Tem sido publicado por grande parte da mídia nacional e até por sítios da internet defensores do papel estratégico da Petrobrás e contrários à desconstrução da estatal que os elevados preços praticados pela Petrobrás, que repercutem nos preços pagos pelos consumidores brasileiros, foram responsáveis pelo elevado aumento do lucro contábil da empresa no 2º trimestre de 2021 em relação ao 1º trimestre de 2021. O Sr. Ciro Gomes, candidato à Presidência da República, também tem feito afirmações nesse sentido.

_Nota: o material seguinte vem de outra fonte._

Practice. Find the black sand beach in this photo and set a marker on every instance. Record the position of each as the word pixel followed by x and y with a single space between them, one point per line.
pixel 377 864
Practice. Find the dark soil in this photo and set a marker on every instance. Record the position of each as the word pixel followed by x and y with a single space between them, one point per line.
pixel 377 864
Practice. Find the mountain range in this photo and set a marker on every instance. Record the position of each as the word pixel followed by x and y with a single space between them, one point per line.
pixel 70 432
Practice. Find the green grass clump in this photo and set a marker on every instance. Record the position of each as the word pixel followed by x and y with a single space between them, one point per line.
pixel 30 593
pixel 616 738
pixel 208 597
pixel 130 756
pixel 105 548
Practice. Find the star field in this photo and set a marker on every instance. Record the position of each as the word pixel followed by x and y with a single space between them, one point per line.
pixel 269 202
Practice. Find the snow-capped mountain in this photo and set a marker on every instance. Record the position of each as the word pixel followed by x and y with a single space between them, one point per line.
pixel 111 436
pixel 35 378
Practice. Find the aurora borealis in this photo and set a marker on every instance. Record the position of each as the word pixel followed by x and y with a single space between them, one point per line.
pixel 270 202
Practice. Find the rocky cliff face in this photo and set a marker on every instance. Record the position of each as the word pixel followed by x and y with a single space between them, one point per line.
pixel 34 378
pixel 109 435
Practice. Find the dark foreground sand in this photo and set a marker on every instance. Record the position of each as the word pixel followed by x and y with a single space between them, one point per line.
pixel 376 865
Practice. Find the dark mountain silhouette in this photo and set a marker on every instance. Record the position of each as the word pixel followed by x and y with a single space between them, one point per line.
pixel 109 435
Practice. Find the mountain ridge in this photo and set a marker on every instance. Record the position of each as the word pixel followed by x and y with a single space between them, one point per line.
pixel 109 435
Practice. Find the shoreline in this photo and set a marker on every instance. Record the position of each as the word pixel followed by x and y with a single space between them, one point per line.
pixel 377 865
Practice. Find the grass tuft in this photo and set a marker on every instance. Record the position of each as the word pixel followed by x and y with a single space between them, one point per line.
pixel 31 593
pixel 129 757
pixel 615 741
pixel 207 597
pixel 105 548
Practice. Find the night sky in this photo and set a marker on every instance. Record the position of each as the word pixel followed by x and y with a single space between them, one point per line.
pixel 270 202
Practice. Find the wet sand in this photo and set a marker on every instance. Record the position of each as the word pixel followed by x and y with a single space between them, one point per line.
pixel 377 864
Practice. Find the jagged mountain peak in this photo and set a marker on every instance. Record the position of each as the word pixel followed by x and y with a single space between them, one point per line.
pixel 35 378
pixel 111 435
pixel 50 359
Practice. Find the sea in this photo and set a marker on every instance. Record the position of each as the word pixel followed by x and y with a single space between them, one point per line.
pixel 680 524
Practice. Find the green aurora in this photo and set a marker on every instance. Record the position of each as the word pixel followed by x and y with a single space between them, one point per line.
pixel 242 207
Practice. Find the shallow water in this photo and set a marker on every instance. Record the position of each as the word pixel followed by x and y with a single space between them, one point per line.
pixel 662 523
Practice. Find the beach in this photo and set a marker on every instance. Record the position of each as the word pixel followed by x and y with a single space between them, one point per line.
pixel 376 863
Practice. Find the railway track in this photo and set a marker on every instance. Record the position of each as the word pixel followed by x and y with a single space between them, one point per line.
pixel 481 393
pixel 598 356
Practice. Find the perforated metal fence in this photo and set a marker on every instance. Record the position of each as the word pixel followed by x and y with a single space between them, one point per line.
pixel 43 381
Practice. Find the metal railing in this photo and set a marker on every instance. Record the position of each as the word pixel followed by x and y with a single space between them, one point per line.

Este artigo tem por objetivo demonstrar, com números, que os “elevados preços” não são a principal causa do aumento do lucro da Petrobrás e esclarecer sobre a verdadeira razão pelo “extraordinário” aumento do lucro contábil da estatal.
No 1º trimestre de 2021, o lucro contábil da Petrobrás foi de R$ 1,276 bilhão; no 2º trimestre de 2021, foi de R$ 43,041 bilhões. A diferença entre esses lucros é de R$ 41,765 bilhões. Dessa forma, o aumento do lucro foi, de fato, de 3273%. A Figura 1 apresenta a Demonstração do Resultado Consolidado da Petrobrás nesses períodos.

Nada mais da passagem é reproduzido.